High Throughput Computing

For many experimental scientists, scientific progress and quality of research are strongly linked to computing throughput. In other words, most scientists are concerned with how many floating point operations per month or per year they can extract from their computing environment rather than the number of such operations the environment can provide them per second or minute. Floating point operations per second (FLOPS) has been the yardstick used by most High Performance Computing (HPC) efforts to evaluate their systems. Little attention has been devoted by the computing community to environments that can deliver large amounts of processing capacity over long periods of time. We refer to such environments as High Throughput Computing (HTC) environments.

For more than a decade, the HTCondor team at the Computer Sciences Department at the University of Wisconsin-Madison has been developing and evaluating mechanisms and policies that support HTC on large collections of distributively owned heterogeneous computing resources. We first introduced the distinction between High Performance Computing (HPC) and High Throughput Computing (HTC) in a seminar at the NASA Goddard Flight Center in July of 1996 and a month later at the European Laboratory for Particle Physics (CERN). In June of 1997 HPCWire published an interview on High Throughput Computing.

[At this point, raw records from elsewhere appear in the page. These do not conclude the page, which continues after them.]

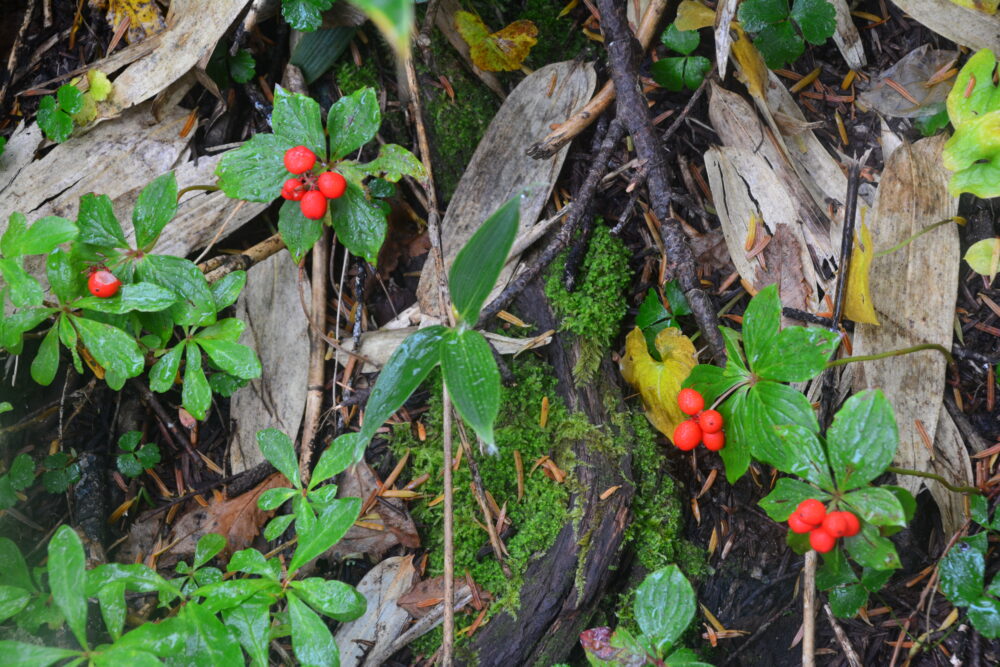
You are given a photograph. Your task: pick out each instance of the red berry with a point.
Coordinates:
(293, 189)
(821, 541)
(811, 511)
(690, 402)
(313, 205)
(713, 441)
(687, 435)
(103, 284)
(299, 160)
(798, 525)
(332, 184)
(853, 526)
(711, 421)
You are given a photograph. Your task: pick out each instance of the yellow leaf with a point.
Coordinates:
(693, 15)
(858, 303)
(752, 70)
(659, 382)
(501, 51)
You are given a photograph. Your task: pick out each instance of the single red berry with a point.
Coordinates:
(103, 284)
(332, 184)
(687, 435)
(821, 541)
(299, 160)
(711, 421)
(690, 402)
(798, 525)
(853, 526)
(313, 205)
(713, 441)
(812, 511)
(293, 189)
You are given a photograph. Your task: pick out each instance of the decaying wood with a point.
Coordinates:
(277, 329)
(499, 169)
(914, 292)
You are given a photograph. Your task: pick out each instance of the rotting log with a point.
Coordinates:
(562, 588)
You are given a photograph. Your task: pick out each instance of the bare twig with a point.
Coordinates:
(633, 112)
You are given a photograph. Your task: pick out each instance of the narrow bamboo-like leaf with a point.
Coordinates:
(472, 379)
(478, 264)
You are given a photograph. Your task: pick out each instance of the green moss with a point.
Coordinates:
(537, 518)
(594, 309)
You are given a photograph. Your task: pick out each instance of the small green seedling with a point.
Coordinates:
(779, 32)
(687, 71)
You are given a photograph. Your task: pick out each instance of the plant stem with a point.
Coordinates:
(894, 353)
(969, 490)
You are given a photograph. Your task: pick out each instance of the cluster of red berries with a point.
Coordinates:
(704, 425)
(824, 529)
(310, 190)
(102, 283)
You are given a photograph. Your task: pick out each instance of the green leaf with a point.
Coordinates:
(279, 450)
(336, 599)
(869, 549)
(256, 170)
(360, 223)
(478, 264)
(816, 18)
(298, 232)
(769, 405)
(209, 545)
(19, 654)
(804, 455)
(664, 606)
(393, 17)
(473, 381)
(798, 354)
(408, 366)
(681, 41)
(312, 642)
(877, 506)
(196, 305)
(227, 289)
(862, 440)
(779, 44)
(233, 358)
(67, 572)
(251, 623)
(142, 297)
(24, 289)
(331, 525)
(242, 66)
(962, 571)
(44, 236)
(155, 207)
(55, 123)
(755, 15)
(196, 395)
(12, 601)
(70, 98)
(786, 496)
(353, 121)
(164, 372)
(760, 323)
(333, 461)
(298, 122)
(46, 362)
(112, 348)
(304, 15)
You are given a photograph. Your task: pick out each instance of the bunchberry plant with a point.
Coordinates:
(687, 71)
(779, 31)
(664, 607)
(259, 171)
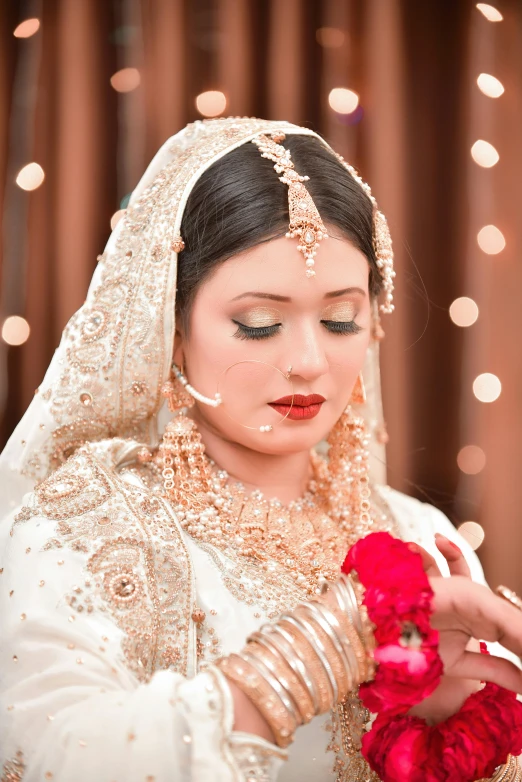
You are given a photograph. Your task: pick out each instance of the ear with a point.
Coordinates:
(179, 344)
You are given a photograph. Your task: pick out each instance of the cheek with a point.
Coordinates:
(346, 361)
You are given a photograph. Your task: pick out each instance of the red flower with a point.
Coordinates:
(398, 597)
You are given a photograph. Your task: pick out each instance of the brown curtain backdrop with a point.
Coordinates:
(414, 66)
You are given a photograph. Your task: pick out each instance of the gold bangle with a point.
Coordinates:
(334, 656)
(312, 662)
(509, 772)
(295, 657)
(268, 702)
(279, 667)
(311, 634)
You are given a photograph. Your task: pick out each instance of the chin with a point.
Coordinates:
(288, 438)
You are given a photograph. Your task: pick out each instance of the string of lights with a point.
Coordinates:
(464, 311)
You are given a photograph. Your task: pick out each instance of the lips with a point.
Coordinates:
(302, 409)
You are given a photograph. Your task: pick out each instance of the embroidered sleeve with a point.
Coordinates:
(95, 643)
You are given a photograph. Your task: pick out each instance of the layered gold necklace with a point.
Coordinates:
(308, 537)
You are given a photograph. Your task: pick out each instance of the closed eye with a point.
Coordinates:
(342, 326)
(257, 332)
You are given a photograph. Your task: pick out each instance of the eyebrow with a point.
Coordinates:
(276, 297)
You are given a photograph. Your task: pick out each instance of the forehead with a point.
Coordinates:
(278, 267)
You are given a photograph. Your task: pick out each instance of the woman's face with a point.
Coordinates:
(258, 315)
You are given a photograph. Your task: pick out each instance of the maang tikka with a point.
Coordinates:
(305, 220)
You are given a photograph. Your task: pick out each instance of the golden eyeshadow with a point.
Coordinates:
(341, 311)
(260, 316)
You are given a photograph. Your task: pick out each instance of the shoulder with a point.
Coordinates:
(419, 522)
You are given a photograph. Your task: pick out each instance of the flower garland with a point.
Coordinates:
(398, 599)
(469, 745)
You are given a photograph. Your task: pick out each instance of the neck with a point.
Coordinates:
(284, 476)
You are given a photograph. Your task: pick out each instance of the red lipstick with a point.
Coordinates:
(302, 409)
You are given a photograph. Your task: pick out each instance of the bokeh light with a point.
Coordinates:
(211, 103)
(491, 13)
(15, 330)
(343, 101)
(484, 154)
(471, 459)
(472, 533)
(27, 28)
(490, 85)
(491, 240)
(487, 387)
(330, 37)
(463, 311)
(126, 80)
(30, 176)
(115, 219)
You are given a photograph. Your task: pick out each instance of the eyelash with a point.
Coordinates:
(264, 332)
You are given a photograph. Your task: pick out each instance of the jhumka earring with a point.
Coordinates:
(349, 466)
(186, 473)
(305, 221)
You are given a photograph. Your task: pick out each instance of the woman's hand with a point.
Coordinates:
(463, 612)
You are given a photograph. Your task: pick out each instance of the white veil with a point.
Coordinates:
(115, 353)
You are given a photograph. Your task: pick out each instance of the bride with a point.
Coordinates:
(183, 490)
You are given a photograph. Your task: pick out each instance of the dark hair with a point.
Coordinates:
(239, 202)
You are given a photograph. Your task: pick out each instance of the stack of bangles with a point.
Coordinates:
(371, 631)
(307, 662)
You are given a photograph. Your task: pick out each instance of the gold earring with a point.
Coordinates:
(176, 394)
(349, 474)
(186, 473)
(358, 392)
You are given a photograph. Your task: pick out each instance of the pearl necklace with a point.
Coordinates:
(308, 537)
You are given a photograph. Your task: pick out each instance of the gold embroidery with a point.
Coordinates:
(347, 725)
(138, 568)
(13, 770)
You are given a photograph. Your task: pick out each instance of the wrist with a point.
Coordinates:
(301, 666)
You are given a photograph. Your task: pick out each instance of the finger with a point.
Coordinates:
(428, 562)
(462, 605)
(456, 560)
(488, 668)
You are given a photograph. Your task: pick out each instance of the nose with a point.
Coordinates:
(307, 355)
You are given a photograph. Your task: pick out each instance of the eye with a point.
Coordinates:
(251, 332)
(342, 326)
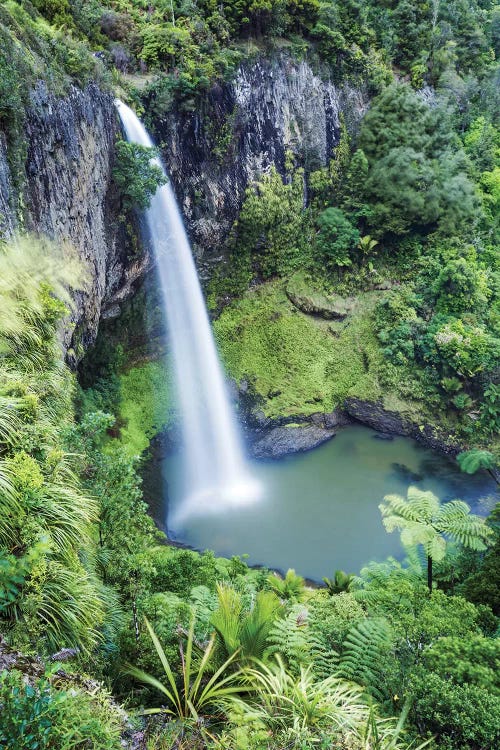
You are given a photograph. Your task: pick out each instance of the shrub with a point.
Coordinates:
(460, 716)
(39, 717)
(136, 175)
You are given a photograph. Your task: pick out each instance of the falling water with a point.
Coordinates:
(215, 469)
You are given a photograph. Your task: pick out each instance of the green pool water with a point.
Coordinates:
(318, 511)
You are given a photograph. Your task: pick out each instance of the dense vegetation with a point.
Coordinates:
(399, 241)
(264, 661)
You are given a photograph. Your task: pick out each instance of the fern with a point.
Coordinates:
(288, 637)
(364, 653)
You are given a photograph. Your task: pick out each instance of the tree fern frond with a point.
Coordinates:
(364, 652)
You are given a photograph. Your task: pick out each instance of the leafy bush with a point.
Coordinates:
(136, 175)
(40, 717)
(459, 716)
(336, 239)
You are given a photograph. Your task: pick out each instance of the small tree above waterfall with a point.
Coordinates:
(136, 175)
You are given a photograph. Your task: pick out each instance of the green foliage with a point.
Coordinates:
(301, 711)
(195, 698)
(423, 520)
(291, 587)
(144, 405)
(46, 519)
(473, 460)
(241, 631)
(413, 179)
(136, 174)
(265, 341)
(40, 717)
(336, 239)
(340, 582)
(272, 225)
(365, 652)
(473, 661)
(459, 716)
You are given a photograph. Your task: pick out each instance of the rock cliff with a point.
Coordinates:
(240, 129)
(235, 133)
(68, 196)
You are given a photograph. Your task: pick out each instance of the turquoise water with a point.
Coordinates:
(319, 510)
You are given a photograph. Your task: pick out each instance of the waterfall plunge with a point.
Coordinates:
(215, 473)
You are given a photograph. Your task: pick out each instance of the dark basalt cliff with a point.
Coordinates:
(237, 131)
(68, 197)
(242, 128)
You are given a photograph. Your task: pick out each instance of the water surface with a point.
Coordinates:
(319, 510)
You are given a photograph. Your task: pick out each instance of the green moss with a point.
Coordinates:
(144, 406)
(299, 364)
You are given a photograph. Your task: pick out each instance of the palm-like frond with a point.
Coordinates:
(198, 694)
(423, 520)
(364, 652)
(227, 617)
(244, 630)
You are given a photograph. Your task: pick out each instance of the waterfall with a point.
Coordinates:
(215, 471)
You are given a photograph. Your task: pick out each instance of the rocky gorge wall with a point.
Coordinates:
(236, 132)
(239, 130)
(68, 196)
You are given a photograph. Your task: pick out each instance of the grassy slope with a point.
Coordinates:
(314, 364)
(144, 404)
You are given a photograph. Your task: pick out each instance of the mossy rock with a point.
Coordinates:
(302, 294)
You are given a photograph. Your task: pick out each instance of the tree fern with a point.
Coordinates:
(241, 629)
(289, 637)
(364, 653)
(422, 519)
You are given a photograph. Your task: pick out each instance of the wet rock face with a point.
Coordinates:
(284, 441)
(69, 197)
(239, 130)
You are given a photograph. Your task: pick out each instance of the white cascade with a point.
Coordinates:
(215, 470)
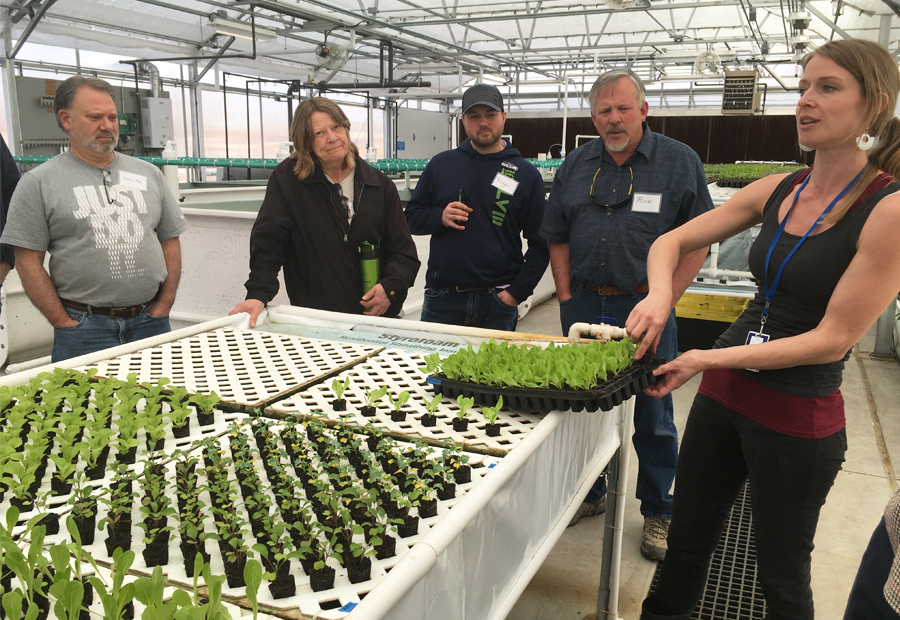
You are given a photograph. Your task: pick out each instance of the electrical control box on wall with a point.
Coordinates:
(157, 126)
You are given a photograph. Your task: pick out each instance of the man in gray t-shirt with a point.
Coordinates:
(111, 226)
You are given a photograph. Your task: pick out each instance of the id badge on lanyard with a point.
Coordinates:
(769, 291)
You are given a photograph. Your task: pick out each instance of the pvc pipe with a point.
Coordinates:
(601, 331)
(562, 148)
(171, 172)
(424, 553)
(124, 349)
(240, 215)
(552, 538)
(716, 273)
(12, 369)
(721, 293)
(619, 527)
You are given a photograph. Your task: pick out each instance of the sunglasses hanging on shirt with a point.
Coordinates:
(614, 205)
(108, 185)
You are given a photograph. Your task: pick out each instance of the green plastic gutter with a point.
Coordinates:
(385, 165)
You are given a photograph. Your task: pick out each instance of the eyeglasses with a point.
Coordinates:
(616, 205)
(108, 185)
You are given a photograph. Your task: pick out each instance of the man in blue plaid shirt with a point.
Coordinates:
(610, 200)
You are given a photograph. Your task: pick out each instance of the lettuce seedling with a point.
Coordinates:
(398, 402)
(432, 405)
(373, 396)
(490, 413)
(339, 388)
(464, 405)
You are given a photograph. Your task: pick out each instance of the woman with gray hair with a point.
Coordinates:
(321, 205)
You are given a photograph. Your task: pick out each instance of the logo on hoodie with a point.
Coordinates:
(499, 212)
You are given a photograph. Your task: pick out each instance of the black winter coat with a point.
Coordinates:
(299, 228)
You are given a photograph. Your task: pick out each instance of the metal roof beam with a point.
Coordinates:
(828, 22)
(31, 26)
(612, 46)
(598, 11)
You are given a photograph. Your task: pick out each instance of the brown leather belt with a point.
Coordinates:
(612, 290)
(115, 313)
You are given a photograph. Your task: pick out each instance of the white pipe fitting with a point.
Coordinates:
(601, 332)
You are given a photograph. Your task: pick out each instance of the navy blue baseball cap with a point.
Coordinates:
(483, 94)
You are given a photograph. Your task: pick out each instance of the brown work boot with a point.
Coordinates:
(653, 542)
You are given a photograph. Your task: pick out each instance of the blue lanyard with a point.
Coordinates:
(770, 290)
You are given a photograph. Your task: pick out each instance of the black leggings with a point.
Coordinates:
(789, 479)
(867, 600)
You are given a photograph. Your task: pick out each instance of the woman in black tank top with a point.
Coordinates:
(769, 408)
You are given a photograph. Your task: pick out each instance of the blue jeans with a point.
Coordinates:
(96, 332)
(867, 600)
(481, 308)
(655, 437)
(789, 480)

The key to HTC is effective management and exploitation of all available computing resources. Since the computing needs of most scientists can be satisfied these days by commodity CPUs and memory, high efficiency is not playing a major role in a HTC environment. The main challenge a typical HTC environment faces is how to maximize the amount of resources accessible to its customers. Distributed ownership of computing resources is the major obstacle such an environment has to overcome in order to expand the pool of resources it can draw from. Recent trends in the cost/performance ratio of computer hardware have placed the control (ownership) over powerful computing resources in the hands of individuals and small groups. These distributed owners will be willing to include their resources in a HTC environment only after they are convinced that their needs will be addressed and their rights protected.